Liquid Memory
A drop-in proxy that compresses your AI prompts on your own machines, cutting your bill across OpenAI, Anthropic, and Gemini.
Liquid Memory sits between your code and the model. You change one line, the base URL your app sends to, keep your key and your model, and every prompt is compressed on your own machines before it leaves your network. The text it keeps is byte-exact, never paraphrased, so what the model reads is not silently altered.
What it does
- Compresses long prompts so you are billed for far fewer tokens.
- Runs on your machines. Your prompts and provider keys never reach Liquid Memory.
- On SWE-bench Verified, agents through Liquid Memory resolve the same tasks as going direct, with no quality loss on that benchmark.

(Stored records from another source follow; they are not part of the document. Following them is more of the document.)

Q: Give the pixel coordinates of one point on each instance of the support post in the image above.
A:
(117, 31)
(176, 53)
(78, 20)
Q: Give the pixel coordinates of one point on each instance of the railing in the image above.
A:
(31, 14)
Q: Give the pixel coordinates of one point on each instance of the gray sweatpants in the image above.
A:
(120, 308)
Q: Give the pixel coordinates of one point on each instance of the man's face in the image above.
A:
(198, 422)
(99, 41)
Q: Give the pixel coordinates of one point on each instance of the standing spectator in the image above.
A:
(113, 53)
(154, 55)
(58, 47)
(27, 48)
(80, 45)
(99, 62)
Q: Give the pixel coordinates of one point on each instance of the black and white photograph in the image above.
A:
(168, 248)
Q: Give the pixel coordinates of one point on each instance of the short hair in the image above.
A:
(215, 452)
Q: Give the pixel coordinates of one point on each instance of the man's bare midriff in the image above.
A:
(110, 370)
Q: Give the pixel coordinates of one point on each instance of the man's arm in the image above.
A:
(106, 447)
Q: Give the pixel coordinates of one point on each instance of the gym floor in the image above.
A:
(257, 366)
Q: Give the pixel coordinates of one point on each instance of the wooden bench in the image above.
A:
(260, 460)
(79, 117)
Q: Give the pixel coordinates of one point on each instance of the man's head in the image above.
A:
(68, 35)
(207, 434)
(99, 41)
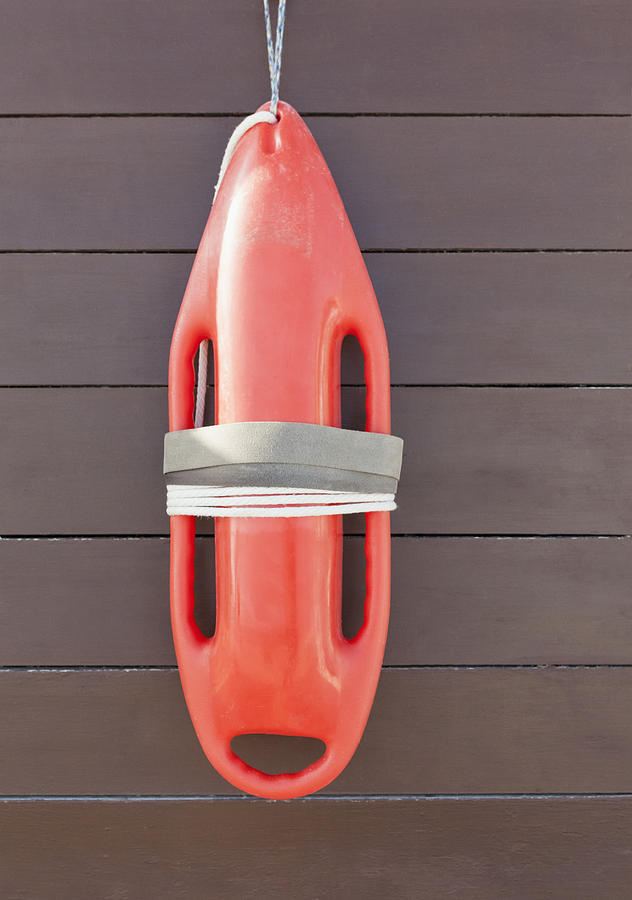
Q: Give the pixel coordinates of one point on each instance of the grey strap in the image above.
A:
(281, 445)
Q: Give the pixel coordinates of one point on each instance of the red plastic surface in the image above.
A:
(277, 283)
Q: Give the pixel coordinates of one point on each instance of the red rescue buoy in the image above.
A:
(277, 283)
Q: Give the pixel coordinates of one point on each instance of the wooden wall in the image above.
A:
(482, 148)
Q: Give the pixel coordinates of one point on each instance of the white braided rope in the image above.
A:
(261, 502)
(274, 51)
(279, 503)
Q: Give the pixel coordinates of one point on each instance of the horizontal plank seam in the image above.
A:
(315, 798)
(466, 667)
(385, 114)
(189, 251)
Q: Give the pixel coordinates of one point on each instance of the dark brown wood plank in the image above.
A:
(499, 56)
(478, 182)
(431, 731)
(454, 601)
(476, 460)
(478, 849)
(451, 318)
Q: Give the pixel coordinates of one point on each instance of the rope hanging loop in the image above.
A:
(274, 51)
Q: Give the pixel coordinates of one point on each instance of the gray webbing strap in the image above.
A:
(295, 443)
(279, 469)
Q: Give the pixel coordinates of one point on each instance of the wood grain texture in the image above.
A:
(450, 318)
(454, 601)
(479, 182)
(483, 849)
(495, 56)
(431, 731)
(476, 460)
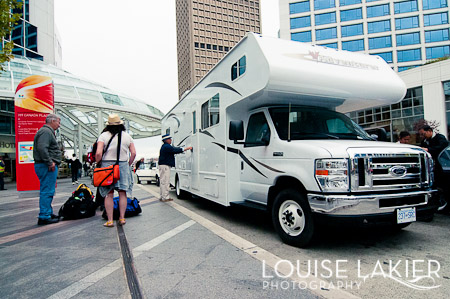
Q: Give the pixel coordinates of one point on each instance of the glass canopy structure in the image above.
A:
(82, 105)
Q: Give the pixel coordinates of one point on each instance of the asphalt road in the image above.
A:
(370, 263)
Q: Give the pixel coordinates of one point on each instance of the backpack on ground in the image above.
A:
(133, 208)
(79, 205)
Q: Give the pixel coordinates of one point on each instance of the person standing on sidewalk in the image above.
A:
(2, 174)
(107, 155)
(435, 143)
(75, 166)
(47, 157)
(166, 161)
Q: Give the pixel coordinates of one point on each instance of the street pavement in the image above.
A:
(172, 253)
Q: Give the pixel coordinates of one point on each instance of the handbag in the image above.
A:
(106, 176)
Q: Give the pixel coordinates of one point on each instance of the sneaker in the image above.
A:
(47, 221)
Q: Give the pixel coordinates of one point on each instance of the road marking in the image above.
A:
(261, 254)
(77, 287)
(27, 211)
(33, 231)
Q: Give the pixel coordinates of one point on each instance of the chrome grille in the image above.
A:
(388, 171)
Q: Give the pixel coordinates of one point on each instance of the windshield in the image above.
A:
(314, 123)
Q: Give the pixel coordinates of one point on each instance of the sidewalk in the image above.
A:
(173, 256)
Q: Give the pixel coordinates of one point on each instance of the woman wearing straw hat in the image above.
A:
(114, 127)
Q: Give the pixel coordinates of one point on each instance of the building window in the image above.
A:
(327, 33)
(437, 52)
(330, 45)
(408, 39)
(378, 11)
(436, 35)
(210, 112)
(406, 23)
(351, 14)
(409, 55)
(301, 36)
(348, 2)
(380, 26)
(387, 56)
(300, 22)
(405, 6)
(352, 30)
(431, 4)
(435, 19)
(299, 7)
(353, 45)
(238, 68)
(323, 4)
(325, 18)
(380, 42)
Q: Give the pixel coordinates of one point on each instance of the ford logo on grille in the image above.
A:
(397, 171)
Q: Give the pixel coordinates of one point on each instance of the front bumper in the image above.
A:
(370, 204)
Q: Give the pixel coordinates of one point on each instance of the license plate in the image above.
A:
(406, 215)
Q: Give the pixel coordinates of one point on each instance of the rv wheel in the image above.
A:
(292, 218)
(181, 194)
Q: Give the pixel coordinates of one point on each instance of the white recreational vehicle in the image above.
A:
(267, 131)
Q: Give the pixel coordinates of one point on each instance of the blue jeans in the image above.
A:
(47, 180)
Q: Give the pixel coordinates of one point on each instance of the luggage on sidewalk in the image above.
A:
(133, 208)
(79, 205)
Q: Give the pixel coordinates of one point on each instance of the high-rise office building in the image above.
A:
(206, 31)
(34, 35)
(404, 33)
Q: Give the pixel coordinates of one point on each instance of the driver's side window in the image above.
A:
(258, 132)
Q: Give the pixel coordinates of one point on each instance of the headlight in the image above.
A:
(332, 174)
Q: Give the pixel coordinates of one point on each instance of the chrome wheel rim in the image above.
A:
(291, 218)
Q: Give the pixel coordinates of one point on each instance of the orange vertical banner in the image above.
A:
(34, 100)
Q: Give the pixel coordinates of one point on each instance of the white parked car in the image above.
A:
(149, 172)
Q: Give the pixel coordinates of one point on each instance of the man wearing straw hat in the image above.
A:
(166, 161)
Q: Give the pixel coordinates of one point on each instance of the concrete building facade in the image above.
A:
(404, 33)
(207, 30)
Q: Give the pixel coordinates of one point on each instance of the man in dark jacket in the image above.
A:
(75, 166)
(47, 157)
(435, 143)
(166, 161)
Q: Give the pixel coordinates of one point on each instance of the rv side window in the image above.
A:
(238, 68)
(210, 112)
(258, 132)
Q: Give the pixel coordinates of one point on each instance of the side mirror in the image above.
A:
(236, 131)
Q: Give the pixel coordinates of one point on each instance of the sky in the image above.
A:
(130, 47)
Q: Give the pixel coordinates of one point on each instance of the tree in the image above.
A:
(7, 22)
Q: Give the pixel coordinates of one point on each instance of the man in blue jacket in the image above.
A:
(166, 161)
(47, 157)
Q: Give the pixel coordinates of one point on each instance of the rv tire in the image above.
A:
(292, 218)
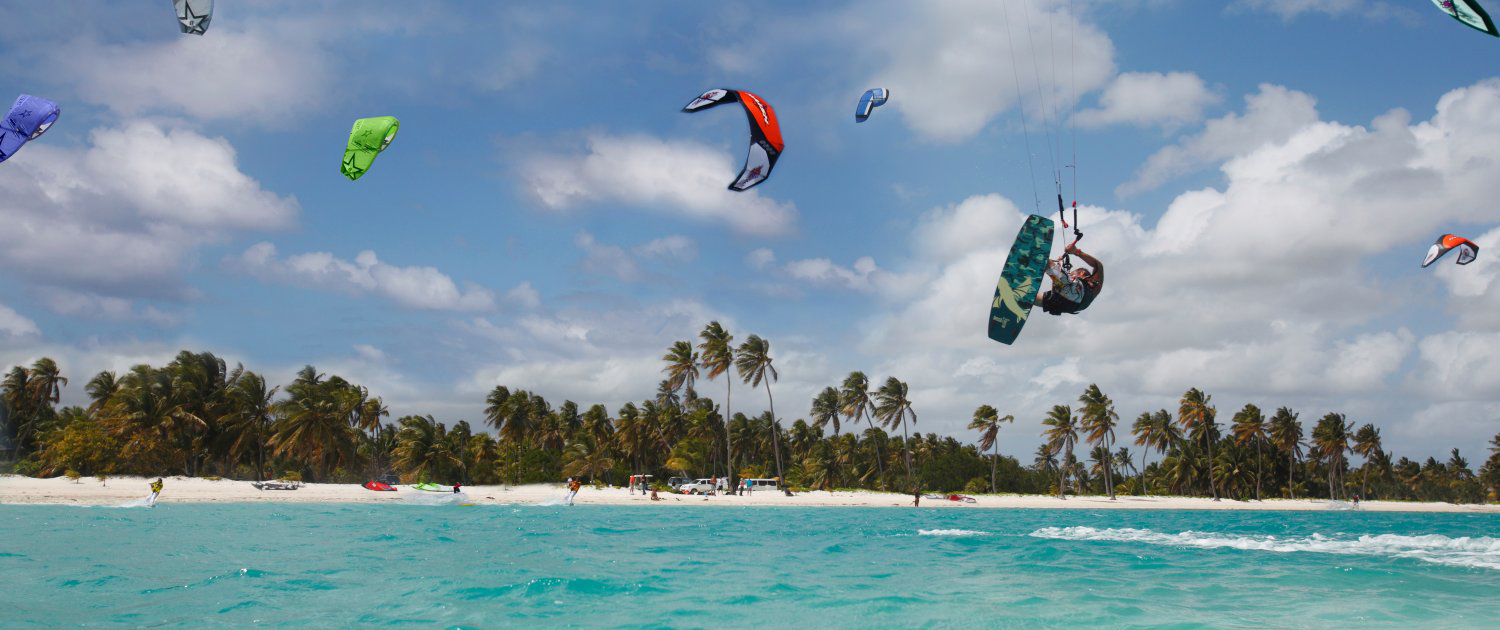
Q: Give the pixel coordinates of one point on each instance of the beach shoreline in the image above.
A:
(60, 491)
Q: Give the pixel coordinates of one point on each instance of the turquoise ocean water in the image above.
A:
(657, 566)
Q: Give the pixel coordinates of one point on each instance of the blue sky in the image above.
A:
(1260, 177)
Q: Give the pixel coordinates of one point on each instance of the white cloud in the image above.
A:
(129, 209)
(950, 63)
(824, 272)
(671, 248)
(606, 260)
(413, 287)
(1256, 291)
(14, 324)
(263, 75)
(1289, 9)
(761, 258)
(1293, 8)
(680, 177)
(1271, 116)
(606, 350)
(1151, 98)
(524, 296)
(369, 353)
(92, 305)
(1460, 365)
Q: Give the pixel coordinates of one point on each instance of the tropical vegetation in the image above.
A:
(197, 416)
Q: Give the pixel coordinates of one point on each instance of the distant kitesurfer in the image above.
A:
(156, 491)
(1071, 291)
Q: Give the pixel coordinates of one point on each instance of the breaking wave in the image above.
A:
(1478, 552)
(951, 533)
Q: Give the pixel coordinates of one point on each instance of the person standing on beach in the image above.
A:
(156, 491)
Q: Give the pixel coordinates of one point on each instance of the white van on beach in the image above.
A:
(756, 485)
(702, 486)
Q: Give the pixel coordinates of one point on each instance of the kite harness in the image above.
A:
(1077, 234)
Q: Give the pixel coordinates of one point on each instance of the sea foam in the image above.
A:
(951, 533)
(1479, 552)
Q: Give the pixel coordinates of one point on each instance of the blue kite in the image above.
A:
(27, 120)
(872, 99)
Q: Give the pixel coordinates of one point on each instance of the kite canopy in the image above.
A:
(27, 120)
(194, 15)
(1448, 242)
(1469, 12)
(366, 140)
(1020, 279)
(872, 99)
(765, 134)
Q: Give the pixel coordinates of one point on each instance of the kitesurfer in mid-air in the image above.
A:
(1071, 291)
(156, 491)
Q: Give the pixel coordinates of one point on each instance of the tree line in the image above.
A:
(195, 416)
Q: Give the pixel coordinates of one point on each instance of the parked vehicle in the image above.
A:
(758, 485)
(702, 486)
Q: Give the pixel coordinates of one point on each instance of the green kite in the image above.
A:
(366, 140)
(1020, 279)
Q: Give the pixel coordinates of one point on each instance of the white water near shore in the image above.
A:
(1475, 552)
(15, 489)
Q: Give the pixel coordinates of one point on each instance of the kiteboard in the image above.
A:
(1020, 279)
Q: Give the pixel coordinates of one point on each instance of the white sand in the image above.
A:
(15, 489)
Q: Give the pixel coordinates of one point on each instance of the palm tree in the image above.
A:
(1286, 435)
(827, 408)
(753, 362)
(17, 392)
(1367, 443)
(1124, 462)
(99, 390)
(1154, 431)
(147, 413)
(681, 366)
(47, 381)
(1062, 434)
(1098, 423)
(1046, 461)
(1250, 428)
(423, 449)
(315, 422)
(1331, 437)
(854, 396)
(1461, 477)
(249, 417)
(587, 459)
(987, 422)
(1196, 416)
(891, 408)
(717, 354)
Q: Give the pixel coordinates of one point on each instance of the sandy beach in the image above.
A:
(15, 489)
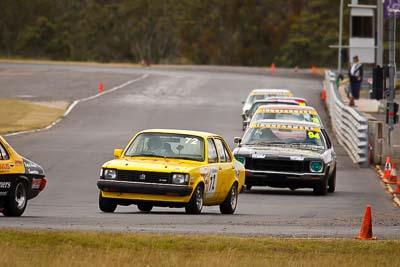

- Never costs more than calling the model directly: if a call would not save enough, your full prompt is sent unchanged.
- Optional routing to a cheaper model, in-path guardrails, a tamper-evident audit log, and cross-session memory.
Honest limits
Compression is lossy at the document level but fact-preserving, and best on forgiving workloads (summaries, notes, long code context). It is not "lossless" and does not promise identical output on every prompt; the confidence gate sends the full prompt whenever compression is not safe.
Pricing
A commission only on the inference spend we provably remove. Nothing if we do not save you money.
Works with OpenAI, Anthropic, and Gemini. One line of code, no rewrites, no lock-in.